# Automatic Goal Generation for Reinforcement Learning Agents

Florensa et al., 2018

Source: Florensa et al., 2018

## Summary

• Curriculum learning applied to RL context
• Generates target goals during training using GAN to ensure goals are of ‘intermediate’ difficulty
• Experiments with Ant on plane and in maze
• Links: [ website ] [ pdf ]

## Background

• Most of the recent successes in RL are in settings where the agent is trained to optimize a single reward function for a single task.
• Want to create agents that can perform a variety of tasks
• Maximize average success rate over all possible goals
• Graves et al., 2017 focuses on supervised setting, can’t apply learning progres signals to RL setting with sparse rewards

## Methods

• Define goal-parametrized reward function that indicates whether the agent reaches the goal within T steps
• For a given policy, expected return for the goal is the probability of success
• Captures the property that it may be difficult to tell if agent is getting closer to goal, but easy to tell if it’s achieved
• Overall objective is to find a policy that maximizes the average probability of success over goals sampled from a (test) goal distribution
• First, label set of goals as intermediate difficulty if expected reward for the goal with the current policy is between some min and max value (e.g. 0.1-0.9)
• Second, generate new goals of intermediate difficulty using a GAN
• Modified to also be trained on “negative examples”
• Update policy based on these goals, and repeat

## Results

• Test on ant on plane and in maze, where goals are $(x,y)$ position
• Increased efficiency compared to uniform sampling, with and without l2 distance reward.

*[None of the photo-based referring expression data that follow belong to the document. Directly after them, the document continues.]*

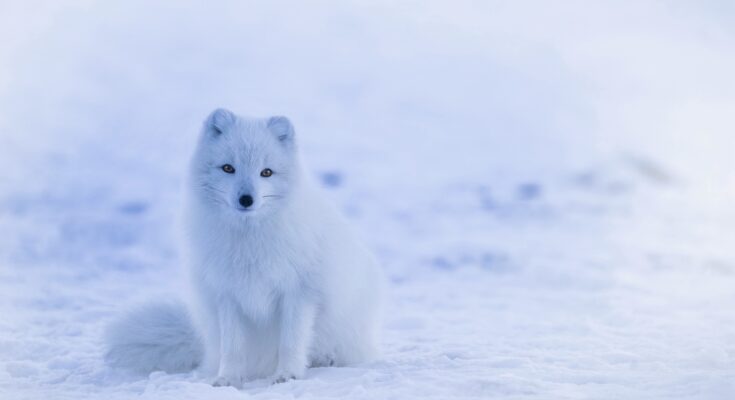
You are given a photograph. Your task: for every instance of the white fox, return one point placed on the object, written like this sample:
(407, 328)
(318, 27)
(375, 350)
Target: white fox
(279, 282)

Slightly better than asymetirc self-play and SAGG-RIAC in maze
• About 20% of generated goals are intermediate difficulty, even as policy improves
• Growing ring of goals in Free Ant
• Clear benefit of generating appropriate goals when feasible states are a lower-dimensional subset of the full state space

## Conclusion

• Training the GAN on all previous goals actually doesn’t do that bad, for 2D
• No novelty based baselines, but using coverage as metric